Shelby prescribes T3 and clen by the ounce, and dnp by the kilo


Bostin and Leo said so

 

[Fa Seeshus]

I just want to pound my 100mg Anadrol ed.
And hope of some increase in hemoglobin, since EQ does nothing for that.

Your Crit didn't go up at all on EQ? How long did you wait for the bloods?

 

[nothuman]

Euthyroid just means "true" or "good" thyroid (literally) or normal/healthy thyroid function.

25 mcg is replacement T3, so yes, some dose at replacement or less just to bring up a decrement to thyroid function. Excessive diet can impact thyroid function, so a small dose of T3 could help someone that has reduced free T3 by dieting.

Copy that re: euthyroidism definition

I'm glad you said that because that's been my experience. I read in other places that it's too low to resolve anything but my experience shows it is enough.
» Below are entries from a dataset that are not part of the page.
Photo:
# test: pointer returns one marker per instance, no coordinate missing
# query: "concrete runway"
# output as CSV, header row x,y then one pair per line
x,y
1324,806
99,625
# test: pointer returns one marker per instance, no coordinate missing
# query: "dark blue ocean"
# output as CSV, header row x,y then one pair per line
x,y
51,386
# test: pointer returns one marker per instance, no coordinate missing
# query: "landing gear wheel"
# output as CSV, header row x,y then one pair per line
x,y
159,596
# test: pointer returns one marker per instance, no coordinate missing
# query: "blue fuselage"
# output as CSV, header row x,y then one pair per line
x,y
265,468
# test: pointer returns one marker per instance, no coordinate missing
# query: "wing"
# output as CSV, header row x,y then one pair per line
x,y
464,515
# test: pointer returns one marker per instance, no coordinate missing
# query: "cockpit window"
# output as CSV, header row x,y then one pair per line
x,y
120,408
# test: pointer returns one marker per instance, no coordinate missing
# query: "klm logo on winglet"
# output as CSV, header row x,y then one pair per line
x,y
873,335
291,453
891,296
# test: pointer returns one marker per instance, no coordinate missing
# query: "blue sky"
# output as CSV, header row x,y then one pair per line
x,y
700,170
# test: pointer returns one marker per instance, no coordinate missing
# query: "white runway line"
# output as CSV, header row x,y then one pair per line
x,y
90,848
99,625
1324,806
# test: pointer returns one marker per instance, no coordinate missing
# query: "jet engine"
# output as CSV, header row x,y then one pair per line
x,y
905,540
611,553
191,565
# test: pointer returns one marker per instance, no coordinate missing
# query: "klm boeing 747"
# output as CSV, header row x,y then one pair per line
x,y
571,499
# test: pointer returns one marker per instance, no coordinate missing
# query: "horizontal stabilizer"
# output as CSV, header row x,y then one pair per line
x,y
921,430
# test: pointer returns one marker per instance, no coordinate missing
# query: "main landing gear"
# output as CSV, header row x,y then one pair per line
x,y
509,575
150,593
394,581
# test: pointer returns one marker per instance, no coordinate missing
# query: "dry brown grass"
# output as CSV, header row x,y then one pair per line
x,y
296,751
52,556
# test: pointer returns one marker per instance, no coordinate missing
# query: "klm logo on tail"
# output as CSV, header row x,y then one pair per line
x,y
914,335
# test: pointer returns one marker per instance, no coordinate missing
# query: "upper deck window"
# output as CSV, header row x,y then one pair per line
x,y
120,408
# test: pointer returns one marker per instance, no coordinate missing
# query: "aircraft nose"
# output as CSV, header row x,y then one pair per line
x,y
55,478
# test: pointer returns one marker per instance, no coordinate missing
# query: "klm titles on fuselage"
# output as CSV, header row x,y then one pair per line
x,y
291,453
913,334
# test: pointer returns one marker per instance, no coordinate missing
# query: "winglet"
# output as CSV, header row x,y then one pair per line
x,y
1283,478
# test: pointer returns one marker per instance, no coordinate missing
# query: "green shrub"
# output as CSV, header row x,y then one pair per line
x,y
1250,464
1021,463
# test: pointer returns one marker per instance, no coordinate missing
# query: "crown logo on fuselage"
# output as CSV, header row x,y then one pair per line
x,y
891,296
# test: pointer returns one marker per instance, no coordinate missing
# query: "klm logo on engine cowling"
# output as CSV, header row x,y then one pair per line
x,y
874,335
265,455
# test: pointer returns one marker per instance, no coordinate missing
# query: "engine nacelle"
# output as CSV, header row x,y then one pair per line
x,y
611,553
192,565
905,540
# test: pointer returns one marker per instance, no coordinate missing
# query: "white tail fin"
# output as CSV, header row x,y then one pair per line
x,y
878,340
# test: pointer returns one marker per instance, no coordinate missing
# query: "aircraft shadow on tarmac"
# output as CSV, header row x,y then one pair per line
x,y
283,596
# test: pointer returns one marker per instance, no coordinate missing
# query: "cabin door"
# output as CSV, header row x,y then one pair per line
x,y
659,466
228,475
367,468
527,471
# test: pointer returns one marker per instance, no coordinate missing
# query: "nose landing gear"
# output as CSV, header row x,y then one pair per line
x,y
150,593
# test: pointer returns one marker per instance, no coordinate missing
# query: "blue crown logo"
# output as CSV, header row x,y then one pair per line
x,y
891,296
I was severely symptomatic but a small dose of T3 helped me and I tried increasing slowly until I reached 50mcg and then the symptoms came back with a vengeance. 25-37.5mcg seems to be my sweet spot as far as how I feel goes.

 

[PYGMY]

nonsense

Shelby prescribes T3 and clen by the ounce, and dnp by the kilo


Bostin and Leo said so

Ok, guy lol. Believe it or don’t. Really don’t give a fuck. I worked with him about 10 years ago and that’s the program he laid out for me.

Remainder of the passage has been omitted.